12 comments on “Reese’s Peanut Butter Cookies”

  1. Swoon… I have been on a major major major peanut butter kick lately. I would so love to eat some of these!!

  2. Too many Reese’s???? I’m going over to live with you! We fight over the Reese’s in our house. Especially around Easter when the Reese’s eggs are available.

    • Lol. Yes you can come over and eat all of mine! I used to love Reese’s. It was my favorite candy when I was younger. But now I seem to have stopped loving them as much. So we always have a bunch leftover after all the different holidays.

  3. I use to love reese’s too! Have you tried the dark chocolate version – i wonder what the cookie would taste like w/ that dark chocolate?! But this recipe looks amazing – only 2 ingredients??!! It looks so much more complicated than that!! This will be a great one to make for friends and pretend that it was more work than it really was 🙂

    I clicked on your link and smiled b/c over the weekend my cousins and i were brain storming of blog/website names I can use and my favorite one was Picky Palate!! So I thought it was funny (or telling?) that your link owns that name 🙂

    • I didn’t know there was a dark chocolate version!

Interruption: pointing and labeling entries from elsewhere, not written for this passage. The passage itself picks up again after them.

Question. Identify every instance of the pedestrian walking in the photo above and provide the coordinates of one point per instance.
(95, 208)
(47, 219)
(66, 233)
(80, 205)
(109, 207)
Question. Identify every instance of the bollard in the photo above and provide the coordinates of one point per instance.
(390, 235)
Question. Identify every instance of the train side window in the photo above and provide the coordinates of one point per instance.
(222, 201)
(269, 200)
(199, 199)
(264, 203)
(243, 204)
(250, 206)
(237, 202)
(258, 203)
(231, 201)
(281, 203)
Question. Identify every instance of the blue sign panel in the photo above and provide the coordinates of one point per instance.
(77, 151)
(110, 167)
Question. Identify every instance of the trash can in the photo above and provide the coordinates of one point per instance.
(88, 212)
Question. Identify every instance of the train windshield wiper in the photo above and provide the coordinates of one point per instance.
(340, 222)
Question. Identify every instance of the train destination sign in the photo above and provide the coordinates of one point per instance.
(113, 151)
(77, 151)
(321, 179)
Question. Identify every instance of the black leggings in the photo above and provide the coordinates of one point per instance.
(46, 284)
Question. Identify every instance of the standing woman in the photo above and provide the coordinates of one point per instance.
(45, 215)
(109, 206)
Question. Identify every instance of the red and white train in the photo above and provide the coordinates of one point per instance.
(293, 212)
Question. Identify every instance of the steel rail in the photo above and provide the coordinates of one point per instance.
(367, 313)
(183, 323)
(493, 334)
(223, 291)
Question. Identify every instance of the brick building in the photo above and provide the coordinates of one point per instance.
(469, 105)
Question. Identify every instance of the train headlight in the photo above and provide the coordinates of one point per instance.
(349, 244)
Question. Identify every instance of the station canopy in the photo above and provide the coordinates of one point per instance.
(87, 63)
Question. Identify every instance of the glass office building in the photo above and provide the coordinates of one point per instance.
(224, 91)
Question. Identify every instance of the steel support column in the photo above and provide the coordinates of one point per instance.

I’m going to have to look for it. Oh, picky palate must be popular! This picky palate blogger had to get a hyphen for her website name because the full name was already taken. Yeah the recipe is so easy. It does require quit a few peanut butter cups (24), but if you can part with that many, it’s a fun recipe to try.

  4. This has to be the world’s simplest cookie recipe! I think the longest task would be washing the food processor.

    Now I’m wondering how it would taste with dark chocolate Reeses (I knew there were dark chocolate Kit Kats, but not Reeses). My problem is that not many of the dark chocolate Reeses would make it into the food processor bowl … guess I’ll have to buy extra Reeses!

    • I actually had a hard time throwing so many Reese’s into this recipe. I kept wanting to eat them. And I actually closed my eyes when I turned on my food processor. lol. I was so sad about crushing them all! I’ve got to search for these dark chocolate reese’s. Love dark chocolate! I always get the dark chocolate kit kats.

  5. simple recipe! i love it already! my husband is a big pb fan so this would be perfect for him! plus, i’m a lazy baker too so yeah…

    • Haha. Then this one might be good for you! I am planning on trying out some other promising peanut butter cookie recipes next week.

  6. if i use the regular reeses cups, would you know how many i’m supposed to use?

    • I’m not sure what size you mean for the regular reese’s. I thought the large ones were the regular ones and then the small ones are called mini. Anyway, I’ve only made it according to Picky Palate’s recipe, so I don’t know any other measurements. I would imagine if you have something smaller or bigger you can weight out the same amount as the amount of reese’s she used. Sorry I can’t be of more help.